I was always of two minds about my daughter and money. I wanted her to understand the value of money, and I also wanted to give her access to everything I never had.
Teaching Janicya financial literacy was a way to do both. I never learned about credit, or interest, or how to leverage other people's money (via loans and investment) to build your wealth. My mom declared bankruptcy, and my sister had multiple bankruptcies. I wanted Janicya to have access to the same financial knowledge as her private school peers who had generational wealth.
I gave her allowance to teach her the value of money
I also wanted Janicya to learn day-to-day money skills. I gave her an allowance that's meant to pay for incidentals, like Starbucks or fancy new cups. I taught her we can't always keep up with others — especially those at her private school. When she wanted an expensive purse, I showed her I didn't even have one.
Sometimes, however, I bent the rules. As a single mom running a business, it was sometimes easier to give her money to go out with her friends because I just needed some downtime.
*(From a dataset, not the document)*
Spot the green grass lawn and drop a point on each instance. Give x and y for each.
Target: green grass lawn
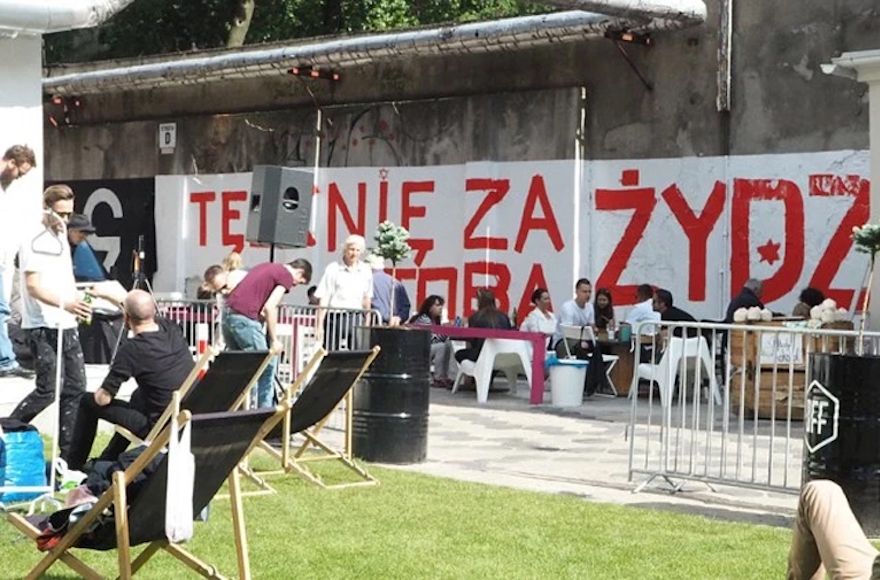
(417, 526)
Once, she had a chance to travel to Puerto Rico with a friend's family. I paid for that because it was an opportunity I would have loved as a teen.
Today, my daughter works hard and tells me when to scale back
Still, I tried to make Janicya understand the value of money. When she was 16, she got a job scooping ice cream. Today, she's 20 and a junior in college. My ex and I pay her tuition, but she pays all her other expenses. She's working two jobs while in school, which makes me proud.
Right now, she wants a new car. She's currently driving a 20-year-old Lexus with 180,000 miles — it used to be her grandmother's. I told her I'll match what she saves for a new vehicle. I'll do the same one day when she's ready to buy her first home.
Although I'm a millionaire again, I continue to live like I'll never make another dollar. After growing up poor, I'm terrified of having no money. I like to save and invest, and I never overextend myself with loans and credit cards.
But I've also learned from Janicya. She tells me I work too much. I know from experience that money isn't everything, so I'm trying to spend more time with her — and maybe even take a vacation.